Data Guard Protection Modes

Maximum protection. This protection mode ensures that no data loss will occur if the primary database fails. To provide this level of protection, the redo data needed to recover each transaction must be written to both the local online redo log and to the standby redo log on at least one standby database before the transaction commits.

Maximum availability. This protection mode provides the highest level of data protection that is possible without compromising the availability of the primary database. Like maximum protection mode, a transaction will not commit until the redo needed to recover that transaction is written to the local online redo log and to the standby redo log of at least one transactionally consistent standby database. Unlike maximum protection mode, the primary database does not shut down if a fault
prevents it from writing its redo stream to a remote standby redo log. Instead, the primary database operates in maximum performance mode until the fault is corrected, and all gaps in redo log files are resolved. When all gaps are resolved, the primary database automatically resumes operating in maximum availability mode.

Maximum performance. This protection mode (the default) provides the highest level of data protection that is possible without affecting the performance of the primary database. This is accomplished by allowing a transaction to commit as soon as the redo data needed to recover that transaction is written to the local online redo log.

MYTHBUSTER: LGWR Transmits Redo to Standby Databases, Redo Only Gets Sent at Log Switch Time

Redo Transport Services

At the same time that LGWR is writing redo, a separate Data Guard process called Log Network Server (LNS) is transmitting redo from the redo buffer in SGA to the standby database.

On the standby database, redo records are received by another Data Guard process called Remote File server (RFS).  RFS receives the redo and writes it sequentially to a standby redo log file (SRL).  Data Guard supports two redo methods using LNS: synchronous (LGWR SYNC) or asynchronous (LGWR ASYNC).  With 11g, it drops the LGWR prefix and is simply SYNC or ASYNC.

SYNC guarantees protection for each transaction by requiring an acknowledgement be returned for the standby database before proceeding.  When RFS sees that the write is completed on the standby, it sends an acknowledgement back to LGWR through LNS on the primary database.



 

MYTHBUSTER: Any zero data loss configuration Data Guard configuration will result in production downtime if the standby database is not reachable.

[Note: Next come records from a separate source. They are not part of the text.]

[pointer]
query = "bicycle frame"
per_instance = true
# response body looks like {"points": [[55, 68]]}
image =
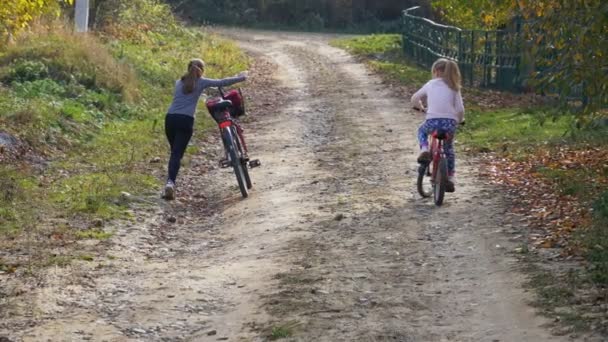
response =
{"points": [[436, 149]]}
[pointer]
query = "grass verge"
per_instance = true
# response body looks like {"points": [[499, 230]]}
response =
{"points": [[83, 115]]}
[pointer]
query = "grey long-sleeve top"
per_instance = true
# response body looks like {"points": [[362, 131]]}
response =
{"points": [[185, 104]]}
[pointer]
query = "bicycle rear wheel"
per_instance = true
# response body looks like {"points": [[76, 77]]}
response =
{"points": [[441, 179], [424, 183]]}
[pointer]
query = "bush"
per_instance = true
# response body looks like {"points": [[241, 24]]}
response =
{"points": [[25, 70], [58, 53], [596, 242]]}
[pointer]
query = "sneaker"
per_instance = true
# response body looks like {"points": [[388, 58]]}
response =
{"points": [[169, 193], [424, 157]]}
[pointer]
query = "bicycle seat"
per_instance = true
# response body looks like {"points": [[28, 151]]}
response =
{"points": [[441, 134], [222, 104]]}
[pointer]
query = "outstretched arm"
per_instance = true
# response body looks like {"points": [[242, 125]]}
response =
{"points": [[459, 106], [224, 82], [419, 97]]}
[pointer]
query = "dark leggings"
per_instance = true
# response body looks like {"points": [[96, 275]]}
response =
{"points": [[179, 130]]}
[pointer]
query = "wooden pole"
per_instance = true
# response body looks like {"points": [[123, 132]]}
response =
{"points": [[82, 15]]}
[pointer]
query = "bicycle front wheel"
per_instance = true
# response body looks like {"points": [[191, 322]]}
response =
{"points": [[242, 160], [441, 180], [424, 183], [235, 160]]}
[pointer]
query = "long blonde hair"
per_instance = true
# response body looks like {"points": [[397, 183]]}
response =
{"points": [[448, 70], [196, 68]]}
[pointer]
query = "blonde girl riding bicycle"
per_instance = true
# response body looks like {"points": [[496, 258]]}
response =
{"points": [[444, 111]]}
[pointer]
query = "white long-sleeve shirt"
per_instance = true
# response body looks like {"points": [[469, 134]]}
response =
{"points": [[442, 101]]}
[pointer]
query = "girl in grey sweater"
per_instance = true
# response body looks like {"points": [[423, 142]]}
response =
{"points": [[179, 122]]}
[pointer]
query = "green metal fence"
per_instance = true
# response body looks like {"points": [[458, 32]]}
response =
{"points": [[486, 58]]}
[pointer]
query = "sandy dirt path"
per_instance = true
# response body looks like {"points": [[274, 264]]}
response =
{"points": [[333, 242]]}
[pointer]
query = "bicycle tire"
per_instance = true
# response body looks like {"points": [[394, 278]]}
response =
{"points": [[235, 160], [441, 179], [243, 162], [422, 175]]}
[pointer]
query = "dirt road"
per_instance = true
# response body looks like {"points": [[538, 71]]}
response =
{"points": [[333, 244]]}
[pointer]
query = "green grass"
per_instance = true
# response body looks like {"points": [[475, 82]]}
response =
{"points": [[94, 108], [384, 54], [371, 44], [511, 130]]}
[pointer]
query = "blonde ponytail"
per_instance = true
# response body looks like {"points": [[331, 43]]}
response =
{"points": [[195, 71], [448, 70]]}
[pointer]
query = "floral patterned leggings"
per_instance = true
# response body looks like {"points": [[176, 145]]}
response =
{"points": [[447, 125]]}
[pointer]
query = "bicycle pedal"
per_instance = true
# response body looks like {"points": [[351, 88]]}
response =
{"points": [[254, 163]]}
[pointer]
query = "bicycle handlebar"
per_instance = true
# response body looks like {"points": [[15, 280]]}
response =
{"points": [[462, 123]]}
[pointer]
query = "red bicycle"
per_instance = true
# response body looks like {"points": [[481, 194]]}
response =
{"points": [[225, 110], [433, 175]]}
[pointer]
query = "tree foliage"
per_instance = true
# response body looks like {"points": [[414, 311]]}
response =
{"points": [[16, 15], [474, 14], [307, 14], [569, 39]]}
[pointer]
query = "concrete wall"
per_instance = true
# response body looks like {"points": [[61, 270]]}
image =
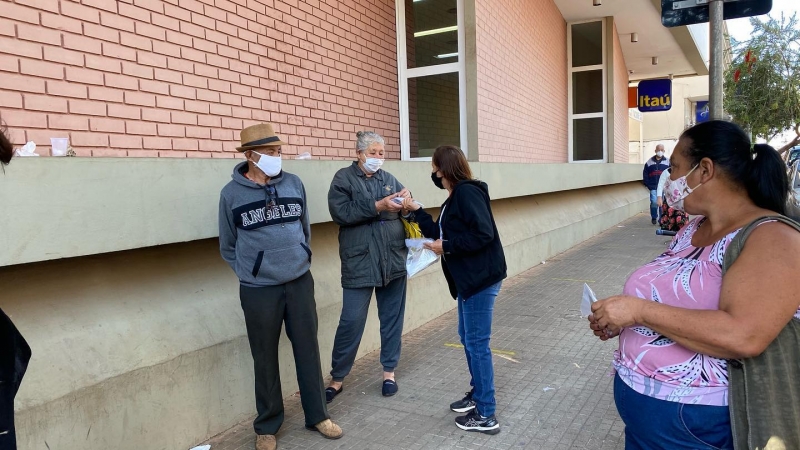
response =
{"points": [[146, 348], [173, 78]]}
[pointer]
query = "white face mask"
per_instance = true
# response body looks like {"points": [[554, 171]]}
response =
{"points": [[270, 165], [677, 190], [373, 165]]}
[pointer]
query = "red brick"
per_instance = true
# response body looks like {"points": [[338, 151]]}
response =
{"points": [[183, 118], [140, 128], [121, 81], [155, 115], [117, 22], [84, 44], [38, 34], [107, 125], [19, 13], [26, 119], [165, 22], [169, 102], [68, 122], [125, 141], [152, 5], [136, 70], [20, 48], [171, 130], [44, 103], [63, 89], [140, 99], [123, 111], [150, 31], [132, 40], [180, 65], [86, 76], [103, 63], [41, 69], [134, 12], [179, 38], [79, 11], [168, 75], [143, 153], [101, 32], [119, 52], [155, 87], [184, 144], [151, 59], [88, 139], [157, 143], [106, 94]]}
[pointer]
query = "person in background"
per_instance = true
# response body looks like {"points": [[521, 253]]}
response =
{"points": [[264, 235], [679, 319], [14, 350], [650, 176], [365, 201], [475, 266]]}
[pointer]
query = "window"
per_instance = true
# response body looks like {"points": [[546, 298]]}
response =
{"points": [[430, 60], [588, 121]]}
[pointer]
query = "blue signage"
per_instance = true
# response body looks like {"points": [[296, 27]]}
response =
{"points": [[701, 112], [655, 95]]}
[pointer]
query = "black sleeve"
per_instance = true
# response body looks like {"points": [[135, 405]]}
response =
{"points": [[474, 211], [428, 226]]}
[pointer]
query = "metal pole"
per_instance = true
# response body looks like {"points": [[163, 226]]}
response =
{"points": [[716, 71]]}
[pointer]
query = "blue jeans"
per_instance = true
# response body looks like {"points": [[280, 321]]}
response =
{"points": [[652, 424], [475, 330], [653, 205]]}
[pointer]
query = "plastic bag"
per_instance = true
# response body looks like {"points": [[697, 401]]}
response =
{"points": [[419, 258], [588, 299]]}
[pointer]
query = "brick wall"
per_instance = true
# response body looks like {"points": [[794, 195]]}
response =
{"points": [[522, 81], [621, 150], [181, 78]]}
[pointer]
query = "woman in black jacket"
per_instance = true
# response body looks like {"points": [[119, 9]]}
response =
{"points": [[474, 266]]}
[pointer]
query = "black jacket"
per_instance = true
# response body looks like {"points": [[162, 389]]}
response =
{"points": [[473, 255]]}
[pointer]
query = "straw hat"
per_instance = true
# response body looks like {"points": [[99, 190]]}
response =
{"points": [[258, 136]]}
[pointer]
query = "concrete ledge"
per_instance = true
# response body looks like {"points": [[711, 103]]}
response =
{"points": [[57, 208]]}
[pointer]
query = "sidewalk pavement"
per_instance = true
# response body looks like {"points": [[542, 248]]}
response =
{"points": [[552, 376]]}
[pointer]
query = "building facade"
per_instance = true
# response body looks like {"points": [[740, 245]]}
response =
{"points": [[110, 265]]}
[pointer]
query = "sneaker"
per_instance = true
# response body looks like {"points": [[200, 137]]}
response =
{"points": [[475, 422], [466, 404]]}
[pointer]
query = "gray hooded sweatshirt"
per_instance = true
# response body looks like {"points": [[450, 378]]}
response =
{"points": [[264, 232]]}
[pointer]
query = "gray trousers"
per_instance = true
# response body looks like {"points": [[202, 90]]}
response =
{"points": [[266, 309], [355, 305]]}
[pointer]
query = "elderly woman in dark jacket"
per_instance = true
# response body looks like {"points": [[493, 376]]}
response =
{"points": [[372, 248], [474, 265]]}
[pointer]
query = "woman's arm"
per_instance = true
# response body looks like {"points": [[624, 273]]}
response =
{"points": [[758, 299]]}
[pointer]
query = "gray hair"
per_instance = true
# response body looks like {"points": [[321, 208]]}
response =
{"points": [[366, 138]]}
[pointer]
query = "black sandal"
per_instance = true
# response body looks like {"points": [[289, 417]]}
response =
{"points": [[330, 393]]}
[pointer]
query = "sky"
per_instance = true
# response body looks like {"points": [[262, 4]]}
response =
{"points": [[740, 30]]}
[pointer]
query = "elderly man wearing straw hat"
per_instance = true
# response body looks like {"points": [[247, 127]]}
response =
{"points": [[264, 235]]}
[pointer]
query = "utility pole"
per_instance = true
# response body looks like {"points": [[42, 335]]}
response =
{"points": [[716, 71]]}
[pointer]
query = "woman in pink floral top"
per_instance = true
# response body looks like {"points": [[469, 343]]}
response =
{"points": [[678, 320]]}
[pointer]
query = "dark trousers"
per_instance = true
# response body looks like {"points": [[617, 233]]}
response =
{"points": [[266, 309], [355, 305]]}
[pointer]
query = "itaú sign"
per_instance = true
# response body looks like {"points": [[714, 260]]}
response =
{"points": [[655, 95]]}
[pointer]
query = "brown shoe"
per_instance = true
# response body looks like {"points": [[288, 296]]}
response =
{"points": [[328, 429], [266, 442]]}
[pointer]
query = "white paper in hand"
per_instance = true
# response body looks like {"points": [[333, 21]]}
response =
{"points": [[588, 299]]}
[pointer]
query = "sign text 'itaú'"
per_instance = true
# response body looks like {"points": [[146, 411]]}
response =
{"points": [[655, 95]]}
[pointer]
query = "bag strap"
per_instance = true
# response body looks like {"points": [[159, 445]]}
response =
{"points": [[736, 245]]}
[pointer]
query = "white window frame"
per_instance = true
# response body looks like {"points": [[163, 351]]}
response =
{"points": [[404, 74], [570, 115]]}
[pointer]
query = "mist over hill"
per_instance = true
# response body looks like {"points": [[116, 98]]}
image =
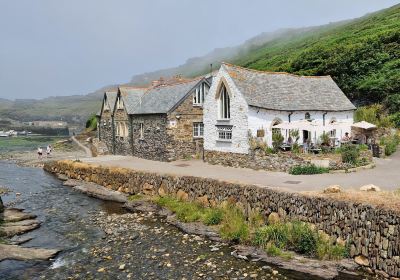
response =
{"points": [[362, 55]]}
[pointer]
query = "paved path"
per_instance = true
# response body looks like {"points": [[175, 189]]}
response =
{"points": [[386, 174]]}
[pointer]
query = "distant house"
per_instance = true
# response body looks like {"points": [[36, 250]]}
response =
{"points": [[163, 122], [245, 103]]}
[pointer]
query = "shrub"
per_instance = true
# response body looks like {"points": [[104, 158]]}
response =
{"points": [[299, 237], [213, 216], [277, 140], [349, 153], [234, 226], [392, 103], [325, 139], [390, 143], [308, 169], [395, 119]]}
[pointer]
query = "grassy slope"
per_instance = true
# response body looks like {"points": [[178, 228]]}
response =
{"points": [[362, 56]]}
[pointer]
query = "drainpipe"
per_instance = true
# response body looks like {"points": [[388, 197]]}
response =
{"points": [[289, 116], [113, 134], [323, 117]]}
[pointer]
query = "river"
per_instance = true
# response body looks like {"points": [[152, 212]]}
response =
{"points": [[138, 246]]}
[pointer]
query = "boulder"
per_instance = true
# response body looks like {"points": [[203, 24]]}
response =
{"points": [[182, 195], [273, 218], [148, 189], [370, 188], [333, 189], [361, 260]]}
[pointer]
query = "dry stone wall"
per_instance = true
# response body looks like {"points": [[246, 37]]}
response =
{"points": [[255, 160], [373, 234]]}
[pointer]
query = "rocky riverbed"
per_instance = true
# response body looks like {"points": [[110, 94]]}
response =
{"points": [[101, 240]]}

ASYNC doesn’t require the primary to wait for status on the standby databases.  If the waits get too long, then LNS automatically switches to the online redo logs.  Once it has caught up, then it will switch back to writing out of the redo buffer.  Because LGWR doesn’t have to wait for acknowledgements, it has limited impact on performance compared with the SYNC method.

MYTHBUSTER: You Must Recreate the Original Primary Database After Failover

Automatic Gap Resolution

If connectivity is lost between the primary and one or more standby databases, redo data being generated on the primary database cannot be sent to those standby databases. Once a connection is reestablished, the missing archived redo log files (referred to as a gap) are automatically detected by Data Guard, which then automatically transmits the missing archived redo log files to the standby databases. The standby databases are synchronized with the primary database, without manual intervention by the DBA.

The primary database has the Fetch Archive Log (FAL) process to provide a client-server mechanism for transmitting archived logs to the standby following a communication loss between the primary and standby(s), for automatic gap resolution and resynchronization.  Both FAL_CLIENT and FAL_SERVER parameters use the net service names of the primary database.

Compression

New in 11g, Redo Transport Compression resolves gaps up to 3x faster with better data protection.  Compression has a negligible impact on response time or throughput given there is sufficient CPU.  It requires Oracle Advanced Compression Option 11g.  To enable compression set Data Guard broker property _REDO_TRANSPORT_COMPRESS_ALL or set compression attribute of the redo transport destination.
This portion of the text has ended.